Finn lo estudiaba con una leve sonrisa en los labios.

—Habríais sido un valioso druida, hermano Brian —afirmó.

—Me conformo con ser un fiel servidor de Dios, Nuestro Señor —replicó el otro con humildad.

—Para nosotros es suficiente.

—¿A qué os referís?

—Os necesitamos —dijo entonces el druida, y su voz sonó como la del reo que ha perdido toda esperanza; su antes afable semblante parecía casi tan duro como las losas que los rodeaban—. Ya me habéis oído antes: nuestro saber se extingue. Durante siglos fuimos luz y guía de las tribus celtas, pero nuestro vigor se marchita como las fuerzas de un anciano.
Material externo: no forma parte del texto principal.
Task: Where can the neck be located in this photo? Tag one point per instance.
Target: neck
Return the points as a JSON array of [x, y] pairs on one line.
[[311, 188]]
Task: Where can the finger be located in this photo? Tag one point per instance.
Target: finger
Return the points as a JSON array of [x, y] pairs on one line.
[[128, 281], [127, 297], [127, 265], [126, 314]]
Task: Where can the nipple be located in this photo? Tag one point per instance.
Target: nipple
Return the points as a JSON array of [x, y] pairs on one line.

Los oráculos y las runas advertían del cambio, por eso, para su preservación, nuestras tradiciones fueron plasmadas por escrito.

—La escritura Ogham —indicó Brian, vivamente interesado.

—Así es. En cortezas de abedul se plasmaron los primeros poemas, el
Leabhar Gabhala
, la
Batalla de Mag Tured
, los ciclos del Ulster y de Ossián, las jurisprudencias de los
Senchus Mor
y muchos otros. Sobre varas de Filí, de madera de avellano, se formaron las
Tech Screpta
, bibliotecas que reunían todo el saber que se conservaba de tiempos inmemoriales. Desde entonces, acceder al «conocimiento del roble» no requiere años de esfuerzo mnemotécnico; nuestra mente es débil y flácida en comparación con la de los antiguos druidas que repetían miles de versos y plegarias sin tartamudear ni una sola vez. Pero no ha sido suficiente y el riesgo de que todo quede relegado al ominoso olvido es ahora más cierto que nunca.